MongoliaPlanned Modernization
Mid-rise apartment building, Ulaanbaatar
Courtesy Steve Mann
Modernization in Mongolia has meant establishing new,
special-purpose organizations, expanding the scope and
responsibilities of the government, generating new occupational
roles and hence increasing the division of labor, as well as
formulating new mechanisms to integrate and to coordinate a
society that is much more differentiated than its predecessor.
Mongolia's modernization has, furthermore, taken place at the
direction of a political party and a foreign patron the ideology
of which emphasizes rational planning and disparages the use of
market mechanisms to integrate the society. In the 1980s,
Mongolia's leaders and mass media continued to stress the
necessity of planning, of meeting goals and targets, and of
carrying on large-scale projects.
The former value of accommodation to, and harmony with, the
natural world has been replaced by a fervent assertion of the
dominion of man over nature and a major effort to control and to
conquer the natural environment. Science in the form of
veterinary medicine, artificial insemination, and selective
breeding has been applied to the herds in the effort to reach the
increases in sheep, yaks, horses, and goats that were set in the
five-year plans
(see Socialist Framework of the Economy
, ch. 3).
Mongolia's press has publicized the number of hectares of steppe
planted with wheat and has praised the labor heroes who level
mountains of copper ore or control huge excavators at open-pit
coal mines. The application of the most up-to-date science and
technology has been expected to result in "the comprehensive
development of the productive forces of socialist society," which
in turn would produce rapid economic growth and increases in
people's prosperity. The value of control, over both the natural
environment and the human population, was associated closely with
the ideology of planning, and carrying out the dictates of the
plan has been made a primary political virtue for Mongolian
citizens.
Social change in modern Mongolia has consisted of the
enrollment of previously self-sufficient herders into
bureaucratically structured and economically specialized
productive units, such as herding collectives or state factories
and mines. Most Mongolians have become wage-earners, subject to
labor discipline and to the supervision of a new class of
managers and administrators, most of whom belong to the ruling
Mongolian People's Revolutionary Party. In return for submission
to labor discipline and surveillance, workers have received
greater security and a range of welfare benefits from their
enterprise or herding collectives. Benefits include free medical
care and education, child allowances, sick leave and annual
holidays, and old-age pensions. The government has made
considerable efforts to reduce the gap between the benefits and
the opportunities available to industrial workers and urban
administrators and those provided to the pastoralists.

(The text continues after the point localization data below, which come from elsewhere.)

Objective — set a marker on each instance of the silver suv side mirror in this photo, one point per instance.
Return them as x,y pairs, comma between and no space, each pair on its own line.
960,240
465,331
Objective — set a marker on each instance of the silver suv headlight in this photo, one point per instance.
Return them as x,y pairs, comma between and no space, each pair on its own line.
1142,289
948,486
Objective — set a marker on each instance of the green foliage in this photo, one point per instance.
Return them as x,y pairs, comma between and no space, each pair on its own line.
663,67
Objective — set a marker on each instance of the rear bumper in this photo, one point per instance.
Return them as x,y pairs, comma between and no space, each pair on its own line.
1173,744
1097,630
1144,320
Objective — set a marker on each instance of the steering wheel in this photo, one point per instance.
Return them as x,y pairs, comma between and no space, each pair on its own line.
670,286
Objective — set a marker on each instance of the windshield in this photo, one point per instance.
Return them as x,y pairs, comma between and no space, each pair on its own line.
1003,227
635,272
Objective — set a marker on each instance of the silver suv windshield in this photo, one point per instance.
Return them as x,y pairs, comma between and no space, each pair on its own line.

A modernized state farm and its machine operators were
described in a Mongolian magazine in the 1980s. The drivers of
tractors and combines were graduates of a three-year vocational
secondary school, and each had a daily quota of plowing or
harvesting. Those who fulfilled their day's quota received a free
lunch, "prepared by professional cooks," and overfulfillment of
the daily quota brought additional remuneration. Like most
Mongolian workers, they engaged in "socialist emulation"
contests, a Soviet practice under which teams of workers competed
to do a task quickly or to surpass a quota. Each worker was rated
as a first-class machine operator or a second-class machine
operator, and the skill rating, in combination with an increment
for length of service, determined the wage level. The state
farm's chief agronomist, a graduate of an agricultural college,
toured the area on his motorcycle to check the quality of each
day's plowing. The state farm's administrative center was
described as an urban-style community with two-story buildings
and such amenities as a secondary school, medical facilities
staffed with physicians, day-care centers for children of working
parents, shops, and a "palace of culture."
Modernization has meant the creation of a substantial body of
planners, supervisors, accountants, and clerks. The state has
clearly attempted to control and to monitor the performance of
all workers, including herders, who had quotas for weekly and
monthly production of milk, butter, cheese, and wool.